A nurse is giving a change-of-shift report using SBAR to the oncoming nurse on a client who has a traumatic brain injury. Which of the following information should the nurse include in the background segment of SBAR?
Plan of care changes for the upcoming shift
Intracranial pressure readings
Glasgow results
Code status
The Correct Answer is D
Choice A reason: Plan of care changes for the upcoming shift
Plan of care changes for the upcoming shift are typically included in the “Recommendation” segment of SBAR. This section focuses on what actions need to be taken next, including any changes in the care plan that the oncoming nurse should be aware of. It ensures that the incoming nurse knows what to expect and what specific tasks or interventions are required during their shift.
Choice B reason: Intracranial pressure readings
Intracranial pressure (ICP) readings are crucial for monitoring a client with a traumatic brain injury. However, these readings are more appropriately included in the “Assessment” segment of SBAR. The assessment section provides an analysis of the client’s current condition, including vital signs, lab results, and other critical data. This information helps the oncoming nurse understand the client’s current status and any immediate concerns.
Choice C reason: Glasgow results
The Glasgow Coma Scale (GCS) results are used to assess the level of consciousness in clients with brain injuries. These results should also be included in the “Assessment” segment of SBAR. The GCS score provides valuable information about the client’s neurological status and helps guide clinical decisions. Including this information in the assessment ensures that the oncoming nurse has a clear understanding of the client’s current condition.
Choice D reason: Code status
Code status is a critical piece of information that should be included in the “Background” segment of SBAR. The background section provides relevant clinical history and context for the current situation.
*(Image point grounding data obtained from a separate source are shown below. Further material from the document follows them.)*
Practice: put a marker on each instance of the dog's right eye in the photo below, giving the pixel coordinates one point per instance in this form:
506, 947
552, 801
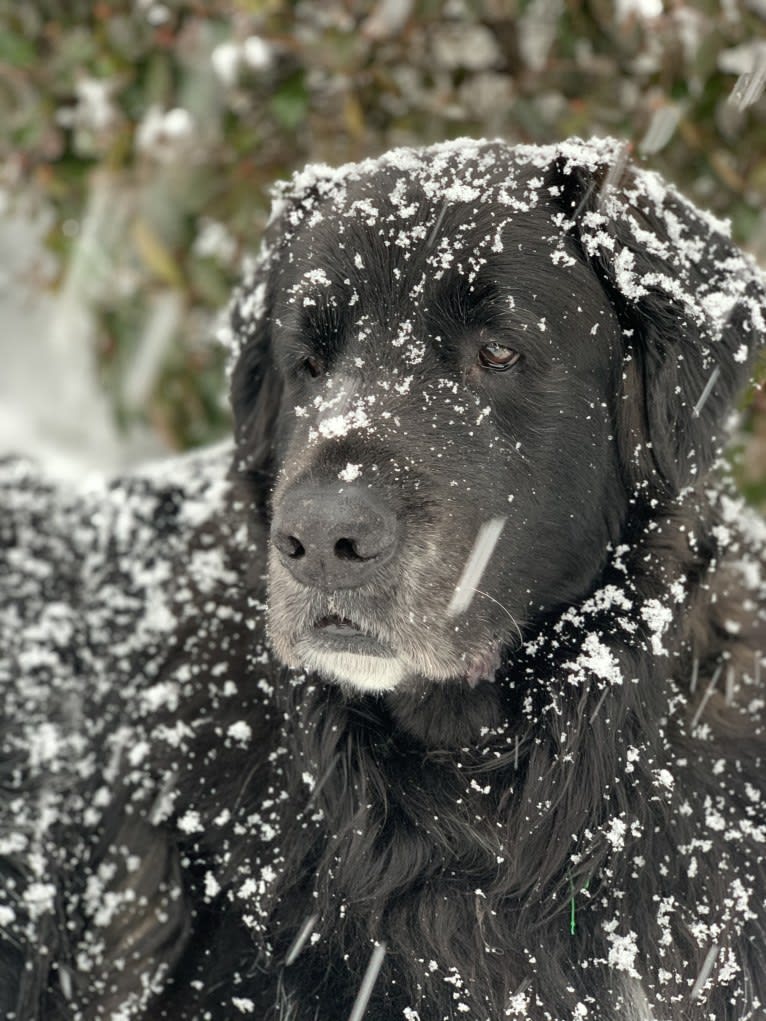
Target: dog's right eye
497, 357
313, 367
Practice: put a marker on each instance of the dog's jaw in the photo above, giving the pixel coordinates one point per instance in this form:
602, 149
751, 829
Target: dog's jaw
371, 674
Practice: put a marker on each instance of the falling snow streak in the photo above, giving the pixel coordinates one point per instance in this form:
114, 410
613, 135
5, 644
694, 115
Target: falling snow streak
368, 982
705, 972
477, 562
706, 696
707, 391
661, 129
303, 933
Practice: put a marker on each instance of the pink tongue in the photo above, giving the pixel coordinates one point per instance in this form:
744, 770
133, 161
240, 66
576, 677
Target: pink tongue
336, 625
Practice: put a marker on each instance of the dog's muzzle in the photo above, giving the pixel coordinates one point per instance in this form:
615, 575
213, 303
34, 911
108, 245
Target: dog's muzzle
331, 539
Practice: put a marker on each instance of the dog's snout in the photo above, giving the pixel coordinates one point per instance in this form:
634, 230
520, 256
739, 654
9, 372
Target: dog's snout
333, 539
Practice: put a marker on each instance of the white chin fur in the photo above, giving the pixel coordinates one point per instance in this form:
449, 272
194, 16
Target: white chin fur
367, 673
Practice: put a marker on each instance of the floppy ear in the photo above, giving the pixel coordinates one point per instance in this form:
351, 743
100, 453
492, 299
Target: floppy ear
691, 307
255, 385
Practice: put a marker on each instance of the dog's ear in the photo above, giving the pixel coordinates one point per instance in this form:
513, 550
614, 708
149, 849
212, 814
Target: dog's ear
690, 303
255, 385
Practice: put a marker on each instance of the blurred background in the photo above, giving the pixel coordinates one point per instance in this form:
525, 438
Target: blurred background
139, 139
Knowing the client’s code status (e.g., full code, do not resuscitate) is essential for making informed decisions about their care, especially in emergency situations. Including this information in the background ensures that the oncoming nurse is aware of the client’s preferences and legal directives.
Nursing Test Bank
Naxlex Comprehensive Predictor Exams
Related Questions
Correct Answer is ["100"]
Explanation
The answer is 100.
Step 1: Determine the total volume to be infused. = 200 mL
Step 2: Determine the total time for infusion. = 2 hours
Step 3: Calculate the infusion rate in mL/hr. Calculation: 200 mL ÷ 2 hours = 100 mL/hr
The nurse should set the IV pump to deliver 100 mL/hr.
Correct Answer is ["B","C","D","E"]
Explanation
Choice A: WBC Count
Reason: The white blood cell (WBC) count is not directly related to fall risk. WBC count is an indicator of the immune system’s response to infection or inflammation. In this case, the patient’s WBC count is within the normal range (5,000 to 10,000/mm³) on both days. Therefore, it does not contribute to an increased risk of falls.
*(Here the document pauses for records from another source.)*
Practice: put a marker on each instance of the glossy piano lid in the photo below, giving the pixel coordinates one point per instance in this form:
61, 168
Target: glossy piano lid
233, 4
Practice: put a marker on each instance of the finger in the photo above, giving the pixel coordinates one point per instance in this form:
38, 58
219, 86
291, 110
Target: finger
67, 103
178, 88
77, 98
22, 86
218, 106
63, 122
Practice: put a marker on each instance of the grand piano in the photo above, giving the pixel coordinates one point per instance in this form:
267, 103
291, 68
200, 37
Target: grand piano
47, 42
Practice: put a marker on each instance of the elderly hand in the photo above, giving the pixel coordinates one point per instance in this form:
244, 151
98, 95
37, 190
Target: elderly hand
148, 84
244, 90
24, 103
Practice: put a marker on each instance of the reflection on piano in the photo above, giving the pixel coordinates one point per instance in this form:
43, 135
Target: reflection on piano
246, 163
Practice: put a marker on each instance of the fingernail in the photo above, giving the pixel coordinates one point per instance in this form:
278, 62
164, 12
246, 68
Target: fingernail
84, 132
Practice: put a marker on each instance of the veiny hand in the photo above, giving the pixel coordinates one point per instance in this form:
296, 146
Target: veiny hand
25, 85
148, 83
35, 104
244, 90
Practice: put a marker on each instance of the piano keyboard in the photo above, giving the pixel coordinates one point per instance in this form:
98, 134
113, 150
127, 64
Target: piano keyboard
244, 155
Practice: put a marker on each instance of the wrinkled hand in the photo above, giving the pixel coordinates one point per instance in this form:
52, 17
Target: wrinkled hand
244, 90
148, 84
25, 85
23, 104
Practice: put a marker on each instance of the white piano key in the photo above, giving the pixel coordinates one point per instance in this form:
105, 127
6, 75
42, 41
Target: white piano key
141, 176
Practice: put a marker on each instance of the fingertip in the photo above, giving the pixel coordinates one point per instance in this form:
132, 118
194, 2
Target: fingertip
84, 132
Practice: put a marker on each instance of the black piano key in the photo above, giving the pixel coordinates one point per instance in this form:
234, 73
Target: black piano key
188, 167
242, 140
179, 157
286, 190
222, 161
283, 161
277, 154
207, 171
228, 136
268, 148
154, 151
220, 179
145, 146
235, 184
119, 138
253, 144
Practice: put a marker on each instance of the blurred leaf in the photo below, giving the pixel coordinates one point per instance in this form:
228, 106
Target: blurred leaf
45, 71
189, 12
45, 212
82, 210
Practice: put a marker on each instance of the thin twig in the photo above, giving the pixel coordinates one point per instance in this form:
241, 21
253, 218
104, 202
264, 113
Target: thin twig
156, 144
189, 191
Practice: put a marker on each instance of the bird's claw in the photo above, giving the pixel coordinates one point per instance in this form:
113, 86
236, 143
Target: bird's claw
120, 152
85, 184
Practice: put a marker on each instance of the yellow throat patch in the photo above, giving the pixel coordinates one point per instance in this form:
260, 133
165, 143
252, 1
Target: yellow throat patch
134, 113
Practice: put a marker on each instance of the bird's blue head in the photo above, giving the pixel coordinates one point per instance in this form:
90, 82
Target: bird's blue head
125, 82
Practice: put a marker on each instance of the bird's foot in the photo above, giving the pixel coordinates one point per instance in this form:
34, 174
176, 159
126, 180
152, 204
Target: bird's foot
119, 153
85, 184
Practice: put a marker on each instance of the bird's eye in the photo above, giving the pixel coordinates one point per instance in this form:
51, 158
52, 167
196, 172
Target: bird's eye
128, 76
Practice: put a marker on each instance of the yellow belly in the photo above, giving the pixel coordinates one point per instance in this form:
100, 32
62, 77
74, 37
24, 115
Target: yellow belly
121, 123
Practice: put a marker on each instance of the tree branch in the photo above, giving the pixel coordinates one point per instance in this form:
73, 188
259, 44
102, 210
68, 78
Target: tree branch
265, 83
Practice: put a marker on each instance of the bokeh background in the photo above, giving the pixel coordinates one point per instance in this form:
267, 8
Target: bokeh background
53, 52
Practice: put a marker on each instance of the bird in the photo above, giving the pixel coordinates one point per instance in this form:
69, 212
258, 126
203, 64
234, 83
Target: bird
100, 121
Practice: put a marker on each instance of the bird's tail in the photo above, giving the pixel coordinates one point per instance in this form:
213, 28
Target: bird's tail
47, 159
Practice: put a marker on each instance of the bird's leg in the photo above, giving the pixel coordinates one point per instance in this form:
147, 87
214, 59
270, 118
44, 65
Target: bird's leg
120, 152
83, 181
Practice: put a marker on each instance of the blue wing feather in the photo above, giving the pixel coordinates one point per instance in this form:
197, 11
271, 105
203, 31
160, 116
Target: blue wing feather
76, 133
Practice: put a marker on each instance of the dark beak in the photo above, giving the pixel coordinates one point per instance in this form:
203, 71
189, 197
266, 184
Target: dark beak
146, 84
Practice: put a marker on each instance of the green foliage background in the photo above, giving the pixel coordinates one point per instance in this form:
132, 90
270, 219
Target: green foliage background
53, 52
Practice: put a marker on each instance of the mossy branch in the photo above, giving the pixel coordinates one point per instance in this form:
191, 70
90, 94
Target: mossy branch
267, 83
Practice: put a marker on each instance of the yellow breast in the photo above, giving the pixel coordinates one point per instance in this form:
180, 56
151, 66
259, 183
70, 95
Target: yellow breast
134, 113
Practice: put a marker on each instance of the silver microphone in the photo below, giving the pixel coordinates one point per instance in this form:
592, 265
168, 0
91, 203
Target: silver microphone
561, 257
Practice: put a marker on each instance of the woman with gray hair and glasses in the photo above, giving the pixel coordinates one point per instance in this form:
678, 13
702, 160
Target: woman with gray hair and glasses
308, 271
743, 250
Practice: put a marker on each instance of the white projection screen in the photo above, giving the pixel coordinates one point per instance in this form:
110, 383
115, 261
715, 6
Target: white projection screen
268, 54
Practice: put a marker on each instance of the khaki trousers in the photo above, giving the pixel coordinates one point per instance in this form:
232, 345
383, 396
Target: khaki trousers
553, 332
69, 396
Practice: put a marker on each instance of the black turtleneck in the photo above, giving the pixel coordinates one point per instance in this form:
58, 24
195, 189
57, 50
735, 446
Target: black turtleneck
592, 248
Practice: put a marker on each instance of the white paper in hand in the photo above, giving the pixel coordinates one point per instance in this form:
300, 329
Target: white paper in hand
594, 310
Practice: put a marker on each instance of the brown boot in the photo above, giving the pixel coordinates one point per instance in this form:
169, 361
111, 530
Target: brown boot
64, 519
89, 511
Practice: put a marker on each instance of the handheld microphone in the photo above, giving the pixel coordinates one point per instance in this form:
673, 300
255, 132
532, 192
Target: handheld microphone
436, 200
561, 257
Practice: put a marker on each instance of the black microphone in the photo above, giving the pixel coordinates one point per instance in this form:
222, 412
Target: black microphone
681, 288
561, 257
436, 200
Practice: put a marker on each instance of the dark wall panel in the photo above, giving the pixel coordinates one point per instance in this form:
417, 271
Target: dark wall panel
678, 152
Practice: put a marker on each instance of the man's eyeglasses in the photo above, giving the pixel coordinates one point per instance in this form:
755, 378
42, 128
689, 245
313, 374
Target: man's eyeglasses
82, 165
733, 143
Choice B: Parkinson’s disease
Reason: Parkinson’s disease significantly increases the risk of falls due to several factors. Patients with Parkinson’s often experience postural instability, which is the inability to maintain balance when standing or walking. This condition is a cardinal feature of Parkinson’s disease and can lead to frequent falls. Additionally, Parkinson’s patients may experience freezing of gait, where they suddenly cannot move their feet forward despite the intention to walk. This can cause them to fall. Other gait abnormalities, such as festinating gait (short, rapid steps) and dyskinesias (involuntary movements), also contribute to the increased fall risk.
Choice C: Potassium level on day 2
Reason: The patient’s potassium level on day 2 is 3.0 mEq/L, which is below the normal range of 3.5 to 5 mEq/L. Low potassium levels (hypokalemia) can lead to muscle weakness, cramps, and fatigue. These symptoms can impair the patient’s ability to maintain balance and increase the risk of falls. Hypokalemia can also cause abnormal heart rhythms, which can further contribute to the risk of falls.
Choice D: Furosemide
Reason: Furosemide is a diuretic medication used to treat conditions such as heart failure by reducing fluid buildup in the body. However, it can also cause orthostatic hypotension, a condition where blood pressure drops significantly when standing up. This can lead to dizziness, lightheadedness, and an increased risk of falls. Additionally, furosemide can cause electrolyte imbalances, such as low potassium levels, which can further contribute to fall risk.
Choice E: Low blood pressure
Reason: The patient’s blood pressure readings indicate orthostatic hypotension, with a significant drop from 128/56 mm Hg while sitting to 92/40 mm Hg while standing. Orthostatic hypotension is a common condition in patients with Parkinson’s disease and heart failure. It can cause dizziness, lightheadedness, and fainting when changing positions, increasing the risk of falls. The patient’s low blood pressure when standing is a clear indicator of increased fall risk.